Eighteen Years Running and Still Hot:
Pathologists Can't Seem to Get Enough of Bruce Friedman's
Automated Information Management in the Clinical Laboratory
|

Bruce Friedman
|
One of the most popular and longest-running CME courses at
Michigan has never attracted interest based on its catchy
name, but it doesn't have to: the Automated Information Management
in the Clinical Laboratory course in pathology has been running
for 18 years and attracts about 250 registrants every year
from all over the world. Run since its inception by Bruce
Friedman, M.D., professor of pathology and director of pathology
data systems, the course brings together professionals in
pathology — physicians, laboratory managers, pathology administrators,
technical people — and vendors who pay a fee as exhibitors.
Such is the stature of the course, and Friedman's interest
in making it a great resource for professionals in his field,
that a number of outside organizations are also invited to
take part.
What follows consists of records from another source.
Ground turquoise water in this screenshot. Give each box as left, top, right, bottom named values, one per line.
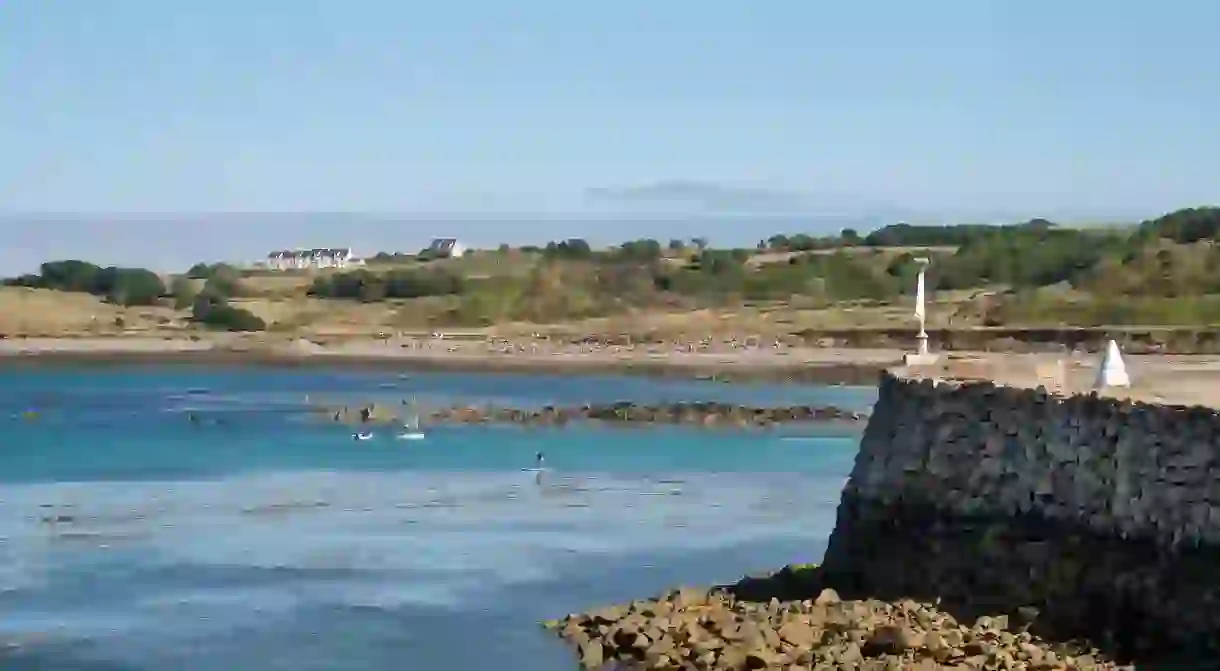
left=0, top=366, right=874, bottom=671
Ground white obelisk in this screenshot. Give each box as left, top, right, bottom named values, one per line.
left=915, top=259, right=928, bottom=356
left=1093, top=340, right=1131, bottom=389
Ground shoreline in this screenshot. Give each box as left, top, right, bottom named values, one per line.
left=0, top=338, right=902, bottom=386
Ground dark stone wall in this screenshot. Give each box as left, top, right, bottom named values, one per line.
left=824, top=375, right=1220, bottom=669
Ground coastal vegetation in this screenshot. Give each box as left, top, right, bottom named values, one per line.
left=6, top=207, right=1220, bottom=333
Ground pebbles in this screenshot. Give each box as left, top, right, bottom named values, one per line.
left=327, top=403, right=867, bottom=427
left=544, top=575, right=1119, bottom=671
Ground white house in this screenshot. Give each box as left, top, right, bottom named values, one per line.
left=428, top=238, right=466, bottom=259
left=267, top=248, right=354, bottom=271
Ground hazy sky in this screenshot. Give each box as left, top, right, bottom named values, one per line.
left=0, top=0, right=1220, bottom=269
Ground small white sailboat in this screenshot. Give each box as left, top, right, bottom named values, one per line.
left=398, top=399, right=425, bottom=440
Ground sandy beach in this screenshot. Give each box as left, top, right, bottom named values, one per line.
left=0, top=336, right=902, bottom=384
left=7, top=334, right=1220, bottom=407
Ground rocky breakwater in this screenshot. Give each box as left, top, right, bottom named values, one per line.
left=326, top=403, right=866, bottom=427
left=824, top=373, right=1220, bottom=669
left=545, top=569, right=1116, bottom=671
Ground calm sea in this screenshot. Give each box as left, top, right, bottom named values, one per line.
left=0, top=366, right=874, bottom=671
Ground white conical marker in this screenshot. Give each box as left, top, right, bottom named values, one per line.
left=1093, top=340, right=1131, bottom=389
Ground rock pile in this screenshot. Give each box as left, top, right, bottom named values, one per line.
left=544, top=575, right=1119, bottom=671
left=319, top=401, right=866, bottom=427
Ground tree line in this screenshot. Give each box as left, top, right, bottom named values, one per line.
left=5, top=260, right=267, bottom=331
left=7, top=207, right=1220, bottom=329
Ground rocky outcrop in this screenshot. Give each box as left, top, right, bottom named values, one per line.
left=545, top=578, right=1116, bottom=671
left=326, top=403, right=866, bottom=427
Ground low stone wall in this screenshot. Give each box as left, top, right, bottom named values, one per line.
left=824, top=373, right=1220, bottom=661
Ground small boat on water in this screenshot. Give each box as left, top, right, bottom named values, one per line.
left=398, top=398, right=425, bottom=440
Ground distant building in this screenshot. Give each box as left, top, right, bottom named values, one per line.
left=267, top=248, right=359, bottom=271
left=428, top=238, right=466, bottom=259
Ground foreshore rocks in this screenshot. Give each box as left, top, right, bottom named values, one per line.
left=314, top=403, right=866, bottom=427
left=544, top=569, right=1119, bottom=671
left=551, top=371, right=1220, bottom=671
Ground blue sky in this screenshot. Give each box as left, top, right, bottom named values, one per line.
left=0, top=0, right=1220, bottom=270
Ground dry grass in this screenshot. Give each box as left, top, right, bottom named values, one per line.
left=0, top=287, right=184, bottom=336
left=0, top=283, right=980, bottom=338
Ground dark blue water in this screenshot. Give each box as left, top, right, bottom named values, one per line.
left=0, top=367, right=872, bottom=671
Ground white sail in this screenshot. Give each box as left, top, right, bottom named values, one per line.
left=1093, top=340, right=1131, bottom=389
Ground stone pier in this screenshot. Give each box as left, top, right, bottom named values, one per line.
left=824, top=373, right=1220, bottom=660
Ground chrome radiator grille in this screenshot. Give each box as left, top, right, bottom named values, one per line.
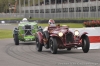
left=66, top=32, right=74, bottom=43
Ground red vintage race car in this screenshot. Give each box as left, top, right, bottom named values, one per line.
left=36, top=25, right=90, bottom=54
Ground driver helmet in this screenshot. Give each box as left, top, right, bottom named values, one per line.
left=22, top=18, right=28, bottom=22
left=48, top=19, right=55, bottom=26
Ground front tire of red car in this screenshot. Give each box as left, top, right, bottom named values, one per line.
left=14, top=35, right=19, bottom=45
left=49, top=37, right=58, bottom=54
left=36, top=38, right=42, bottom=52
left=67, top=48, right=72, bottom=51
left=82, top=35, right=90, bottom=53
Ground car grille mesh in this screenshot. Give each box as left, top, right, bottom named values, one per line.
left=66, top=32, right=74, bottom=43
left=25, top=25, right=32, bottom=35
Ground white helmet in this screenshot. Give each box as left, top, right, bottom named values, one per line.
left=22, top=18, right=28, bottom=22
left=48, top=19, right=55, bottom=26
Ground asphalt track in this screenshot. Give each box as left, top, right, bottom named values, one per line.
left=0, top=25, right=100, bottom=66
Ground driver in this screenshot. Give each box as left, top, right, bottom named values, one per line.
left=22, top=18, right=28, bottom=22
left=43, top=19, right=56, bottom=31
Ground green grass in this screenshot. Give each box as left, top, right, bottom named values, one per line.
left=0, top=29, right=12, bottom=39
left=38, top=23, right=84, bottom=28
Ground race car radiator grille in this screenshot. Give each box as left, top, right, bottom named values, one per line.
left=66, top=32, right=74, bottom=43
left=25, top=25, right=32, bottom=35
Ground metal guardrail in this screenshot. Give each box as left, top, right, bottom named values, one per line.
left=0, top=12, right=100, bottom=19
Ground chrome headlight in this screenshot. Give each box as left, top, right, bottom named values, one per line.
left=74, top=30, right=80, bottom=36
left=58, top=32, right=63, bottom=37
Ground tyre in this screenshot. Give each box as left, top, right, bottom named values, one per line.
left=67, top=48, right=71, bottom=51
left=44, top=31, right=49, bottom=39
left=49, top=37, right=58, bottom=54
left=36, top=37, right=42, bottom=52
left=14, top=35, right=19, bottom=45
left=82, top=35, right=90, bottom=53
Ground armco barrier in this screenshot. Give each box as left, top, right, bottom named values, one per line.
left=70, top=27, right=100, bottom=49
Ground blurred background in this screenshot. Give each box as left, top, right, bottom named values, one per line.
left=0, top=0, right=100, bottom=19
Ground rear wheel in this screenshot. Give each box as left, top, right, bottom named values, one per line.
left=67, top=48, right=71, bottom=51
left=14, top=35, right=19, bottom=45
left=82, top=35, right=90, bottom=53
left=36, top=38, right=42, bottom=52
left=49, top=37, right=58, bottom=54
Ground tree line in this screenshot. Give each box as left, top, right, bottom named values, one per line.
left=0, top=0, right=43, bottom=13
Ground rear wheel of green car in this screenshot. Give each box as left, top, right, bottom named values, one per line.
left=36, top=37, right=43, bottom=52
left=14, top=35, right=19, bottom=45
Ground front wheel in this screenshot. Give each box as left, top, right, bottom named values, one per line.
left=14, top=35, right=19, bottom=45
left=82, top=35, right=90, bottom=53
left=49, top=37, right=58, bottom=54
left=36, top=38, right=42, bottom=52
left=67, top=48, right=71, bottom=51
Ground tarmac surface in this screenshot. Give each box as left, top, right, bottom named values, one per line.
left=0, top=25, right=100, bottom=66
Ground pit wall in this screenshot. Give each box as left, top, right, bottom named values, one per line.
left=70, top=27, right=100, bottom=49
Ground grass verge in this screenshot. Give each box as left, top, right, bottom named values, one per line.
left=38, top=23, right=84, bottom=28
left=0, top=29, right=12, bottom=39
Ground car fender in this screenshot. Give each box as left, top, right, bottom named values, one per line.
left=81, top=32, right=88, bottom=38
left=50, top=34, right=58, bottom=37
left=36, top=32, right=43, bottom=43
left=13, top=29, right=18, bottom=35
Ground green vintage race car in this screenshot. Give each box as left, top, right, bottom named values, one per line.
left=13, top=18, right=38, bottom=45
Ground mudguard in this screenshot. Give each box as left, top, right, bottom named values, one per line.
left=13, top=28, right=18, bottom=35
left=36, top=32, right=43, bottom=44
left=81, top=32, right=88, bottom=38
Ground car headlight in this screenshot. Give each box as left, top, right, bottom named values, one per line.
left=58, top=32, right=63, bottom=37
left=74, top=30, right=79, bottom=36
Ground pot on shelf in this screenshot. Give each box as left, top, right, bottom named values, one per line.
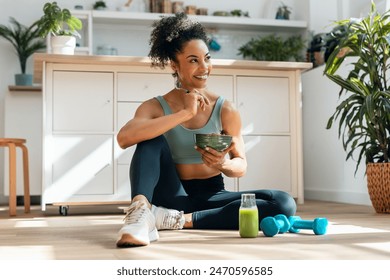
left=50, top=35, right=76, bottom=55
left=15, top=74, right=33, bottom=86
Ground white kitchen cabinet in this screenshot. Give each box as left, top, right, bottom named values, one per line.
left=237, top=72, right=301, bottom=197
left=52, top=71, right=114, bottom=133
left=34, top=54, right=311, bottom=209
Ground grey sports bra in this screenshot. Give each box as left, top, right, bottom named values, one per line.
left=156, top=96, right=225, bottom=164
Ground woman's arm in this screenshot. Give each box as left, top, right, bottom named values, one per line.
left=117, top=98, right=192, bottom=149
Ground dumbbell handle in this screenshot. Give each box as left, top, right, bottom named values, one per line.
left=292, top=220, right=313, bottom=229
left=290, top=218, right=328, bottom=235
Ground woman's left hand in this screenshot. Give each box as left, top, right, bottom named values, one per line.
left=195, top=142, right=234, bottom=169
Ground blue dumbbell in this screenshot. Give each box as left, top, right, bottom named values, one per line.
left=288, top=216, right=328, bottom=235
left=260, top=214, right=290, bottom=237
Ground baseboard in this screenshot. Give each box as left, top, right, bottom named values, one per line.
left=305, top=190, right=371, bottom=205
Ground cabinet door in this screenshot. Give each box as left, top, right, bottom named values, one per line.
left=237, top=76, right=290, bottom=135
left=118, top=73, right=174, bottom=102
left=44, top=135, right=114, bottom=202
left=52, top=71, right=114, bottom=132
left=239, top=136, right=295, bottom=195
left=207, top=75, right=234, bottom=102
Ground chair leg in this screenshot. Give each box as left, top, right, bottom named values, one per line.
left=20, top=145, right=30, bottom=213
left=8, top=143, right=16, bottom=216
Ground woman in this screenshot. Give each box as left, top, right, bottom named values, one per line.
left=117, top=14, right=296, bottom=247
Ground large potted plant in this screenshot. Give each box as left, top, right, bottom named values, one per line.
left=38, top=2, right=83, bottom=54
left=324, top=2, right=390, bottom=213
left=0, top=17, right=46, bottom=86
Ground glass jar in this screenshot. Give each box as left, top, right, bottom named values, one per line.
left=238, top=193, right=259, bottom=238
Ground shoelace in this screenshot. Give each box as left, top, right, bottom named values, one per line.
left=123, top=203, right=145, bottom=224
left=162, top=211, right=184, bottom=229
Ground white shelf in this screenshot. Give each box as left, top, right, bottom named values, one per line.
left=92, top=11, right=307, bottom=32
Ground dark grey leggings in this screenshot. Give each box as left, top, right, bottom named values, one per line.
left=130, top=136, right=296, bottom=229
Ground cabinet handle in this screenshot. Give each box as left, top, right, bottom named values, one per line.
left=94, top=163, right=110, bottom=177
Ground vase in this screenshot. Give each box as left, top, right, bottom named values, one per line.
left=50, top=36, right=76, bottom=55
left=15, top=74, right=32, bottom=86
left=367, top=162, right=390, bottom=214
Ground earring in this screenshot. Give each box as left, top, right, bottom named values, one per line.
left=173, top=72, right=182, bottom=89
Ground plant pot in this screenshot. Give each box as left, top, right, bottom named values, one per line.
left=15, top=74, right=32, bottom=86
left=50, top=36, right=76, bottom=55
left=367, top=163, right=390, bottom=213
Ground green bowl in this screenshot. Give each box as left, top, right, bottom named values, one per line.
left=195, top=134, right=232, bottom=152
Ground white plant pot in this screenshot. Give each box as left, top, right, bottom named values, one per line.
left=50, top=36, right=76, bottom=55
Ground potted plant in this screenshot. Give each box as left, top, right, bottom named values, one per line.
left=324, top=1, right=390, bottom=213
left=38, top=2, right=83, bottom=54
left=0, top=17, right=46, bottom=86
left=93, top=1, right=107, bottom=10
left=238, top=34, right=306, bottom=61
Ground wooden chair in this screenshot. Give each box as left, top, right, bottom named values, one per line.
left=0, top=138, right=30, bottom=216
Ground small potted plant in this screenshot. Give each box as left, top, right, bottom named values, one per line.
left=93, top=1, right=107, bottom=10
left=324, top=1, right=390, bottom=213
left=38, top=2, right=83, bottom=54
left=238, top=34, right=306, bottom=61
left=0, top=17, right=46, bottom=86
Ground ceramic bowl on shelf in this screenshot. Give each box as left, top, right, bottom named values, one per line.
left=194, top=134, right=232, bottom=152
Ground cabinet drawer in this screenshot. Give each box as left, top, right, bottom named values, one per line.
left=118, top=73, right=174, bottom=102
left=239, top=136, right=293, bottom=194
left=52, top=71, right=114, bottom=132
left=237, top=76, right=290, bottom=135
left=44, top=135, right=114, bottom=202
left=207, top=75, right=234, bottom=102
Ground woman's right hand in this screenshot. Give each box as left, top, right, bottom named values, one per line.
left=184, top=89, right=210, bottom=116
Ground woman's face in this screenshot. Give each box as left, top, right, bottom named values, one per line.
left=171, top=40, right=212, bottom=90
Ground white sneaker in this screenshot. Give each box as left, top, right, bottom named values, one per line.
left=152, top=205, right=185, bottom=230
left=116, top=201, right=159, bottom=247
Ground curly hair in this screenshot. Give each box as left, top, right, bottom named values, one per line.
left=149, top=13, right=209, bottom=69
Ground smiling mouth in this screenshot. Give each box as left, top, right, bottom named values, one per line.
left=195, top=75, right=209, bottom=80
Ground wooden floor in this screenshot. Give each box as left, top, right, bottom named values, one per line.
left=0, top=201, right=390, bottom=260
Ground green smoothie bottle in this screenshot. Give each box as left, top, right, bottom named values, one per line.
left=238, top=193, right=259, bottom=238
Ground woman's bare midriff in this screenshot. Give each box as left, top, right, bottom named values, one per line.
left=176, top=163, right=221, bottom=180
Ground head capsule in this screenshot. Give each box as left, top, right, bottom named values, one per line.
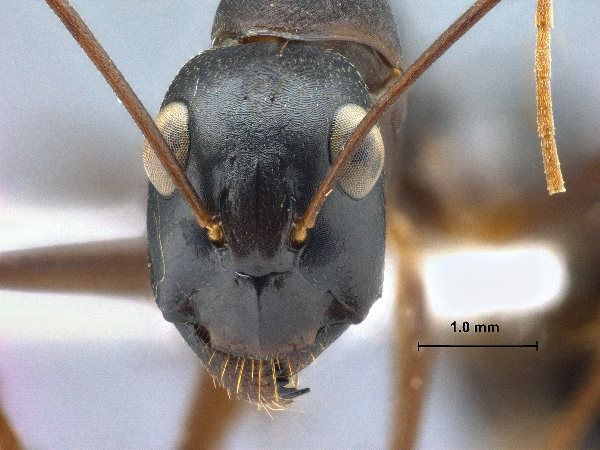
left=147, top=2, right=404, bottom=406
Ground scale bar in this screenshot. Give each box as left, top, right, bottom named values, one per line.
left=417, top=341, right=539, bottom=352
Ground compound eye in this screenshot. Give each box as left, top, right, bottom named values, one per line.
left=329, top=103, right=385, bottom=200
left=142, top=102, right=190, bottom=196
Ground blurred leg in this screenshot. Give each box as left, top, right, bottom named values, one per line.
left=179, top=368, right=244, bottom=450
left=388, top=215, right=433, bottom=449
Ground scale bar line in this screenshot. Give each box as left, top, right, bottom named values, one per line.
left=417, top=341, right=539, bottom=352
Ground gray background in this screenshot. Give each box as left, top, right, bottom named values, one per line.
left=0, top=0, right=600, bottom=449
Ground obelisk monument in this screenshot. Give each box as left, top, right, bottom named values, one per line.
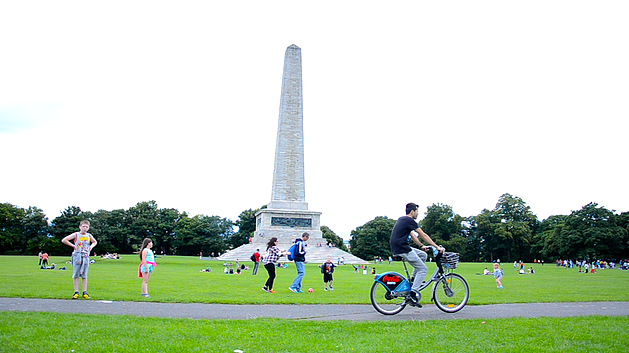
left=253, top=44, right=322, bottom=244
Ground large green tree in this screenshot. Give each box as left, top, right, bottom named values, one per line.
left=48, top=206, right=91, bottom=255
left=227, top=208, right=260, bottom=248
left=321, top=226, right=347, bottom=251
left=494, top=194, right=538, bottom=261
left=419, top=203, right=467, bottom=253
left=125, top=201, right=161, bottom=249
left=172, top=212, right=234, bottom=256
left=22, top=206, right=52, bottom=255
left=0, top=203, right=25, bottom=254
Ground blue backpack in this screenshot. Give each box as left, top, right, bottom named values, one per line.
left=286, top=242, right=298, bottom=261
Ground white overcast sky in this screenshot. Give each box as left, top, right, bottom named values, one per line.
left=0, top=0, right=629, bottom=238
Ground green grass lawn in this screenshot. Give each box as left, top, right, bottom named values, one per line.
left=0, top=255, right=629, bottom=305
left=0, top=255, right=629, bottom=353
left=0, top=312, right=629, bottom=353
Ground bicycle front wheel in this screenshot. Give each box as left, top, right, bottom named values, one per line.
left=432, top=273, right=470, bottom=313
left=371, top=281, right=406, bottom=315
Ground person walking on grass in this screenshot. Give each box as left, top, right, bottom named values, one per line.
left=494, top=263, right=504, bottom=289
left=251, top=249, right=261, bottom=276
left=138, top=238, right=157, bottom=298
left=61, top=219, right=98, bottom=299
left=288, top=232, right=310, bottom=293
left=262, top=237, right=288, bottom=294
left=319, top=256, right=336, bottom=292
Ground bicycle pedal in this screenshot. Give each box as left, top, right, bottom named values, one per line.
left=408, top=300, right=422, bottom=308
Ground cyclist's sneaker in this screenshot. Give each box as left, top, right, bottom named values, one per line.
left=408, top=292, right=422, bottom=308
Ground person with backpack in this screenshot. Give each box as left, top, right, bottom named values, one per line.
left=251, top=249, right=260, bottom=276
left=288, top=232, right=310, bottom=293
left=262, top=237, right=288, bottom=294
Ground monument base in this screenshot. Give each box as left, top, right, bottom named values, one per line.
left=252, top=208, right=324, bottom=245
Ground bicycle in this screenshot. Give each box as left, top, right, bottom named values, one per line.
left=370, top=246, right=470, bottom=315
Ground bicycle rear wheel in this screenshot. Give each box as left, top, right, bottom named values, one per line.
left=370, top=281, right=406, bottom=315
left=432, top=273, right=470, bottom=313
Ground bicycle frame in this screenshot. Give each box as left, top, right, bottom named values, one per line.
left=370, top=249, right=469, bottom=315
left=374, top=248, right=444, bottom=297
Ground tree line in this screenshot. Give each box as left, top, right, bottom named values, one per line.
left=0, top=201, right=344, bottom=256
left=0, top=194, right=629, bottom=262
left=349, top=194, right=629, bottom=262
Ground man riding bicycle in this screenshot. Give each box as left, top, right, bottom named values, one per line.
left=389, top=202, right=445, bottom=307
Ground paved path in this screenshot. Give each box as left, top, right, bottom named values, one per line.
left=0, top=298, right=629, bottom=321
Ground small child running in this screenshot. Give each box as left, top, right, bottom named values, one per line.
left=494, top=263, right=504, bottom=289
left=319, top=256, right=336, bottom=291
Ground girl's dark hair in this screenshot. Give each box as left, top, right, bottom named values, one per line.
left=266, top=237, right=277, bottom=250
left=140, top=238, right=153, bottom=261
left=406, top=202, right=419, bottom=214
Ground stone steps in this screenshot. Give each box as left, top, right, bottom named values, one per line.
left=218, top=243, right=369, bottom=265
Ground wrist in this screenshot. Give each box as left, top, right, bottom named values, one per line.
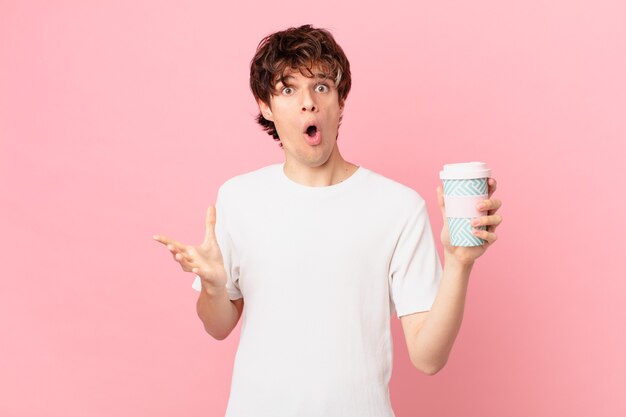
left=444, top=252, right=475, bottom=272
This year they included the Clinical Laboratory
Management Association, the College of American Pathology,
and the American Association of Clinical Chemistry.
Reaching Out:
The Medical School Has Been Doing It Since the Very Beginning
In his dedication address on March 27, 1969, when the Towsley
Center for Continuing Medical Education opened, the late Harry
Towsley (M.D. 1931, Residency 1934) noted that the history of
continuing medical education at Michigan was a long one, going
all the way back to the School's beginnings. Towsley, chair
of what was then called the Department of Postgraduate Medicine,
referred to what he called "a monumental historical document"
by Victor Vaughan, A Doctor's Memories. In A Doctor's Memories,
Vaughan had written that Moses Gunn, professor of anatomy and
surgery, announced to the physicians of the state in the 1850s
that "
the forenoons of Wednesday and Saturday would
be devoted to consultations with them over their difficult cases.
Emergency cases would be seen at any time," and that "there
would be no charge to either the doctors or their patients so
far as these consultations were conducted in the presence of
the students."
A resolution by the regents in 1878 stated in a more formal
way the School's responsibility to reach out to physicians in
the state, stating that "any graduate of any respectable
and recognized medical college who may desire to attend the
medical courses in this University be permitted such attendance
on the payment of the usual matriculation fee only."
James D. Bruce, a Saginaw physician who became a member of the
Medical School faculty in the 1920s and was chair of the Department
of Postgraduate Medicine from its founding in 1927 until his
retirement in 1942, contributed a chapter on postgraduate medical
education to Wilfred B. Shaw's The University of Michigan, an
Encyclopedic Survey (U-M Press, 1951). He noted that the regents
in 1892 again authorized the faculty of the Department of Medicine
and Surgery to admit physicians and "in a forward-looking
policy, provided an opportunity in this country for the medical
graduate to keep abreast of modern advances in practice,"
offering to them not only "already established courses,
the subject matter of which has been greatly increased since
their graduation," but also special courses in "hygiene,
bacteriology, electrotherapeutics, microscopic and gross pathology,
physiology, histology, chemistry, and therapeutics." The
courses, Bruce noted, were given "once a year, in the summer,
and were usually six weeks in length."
Van Harrison, the head of continuing medical education in the
Medical School for the past 17 years, attributes Michigan's
leadership in this area to three factors, including the School's
longstanding mandate to reach out to the state's physicians.
He also credits the program's success to the presence of a large
number of physicians in a single institution unified by their
teaching mission, and a series of directors who, by virtue of
their mostly lengthy tenures, have been able to build extensive
relationships with physicians throughout the state of Michigan.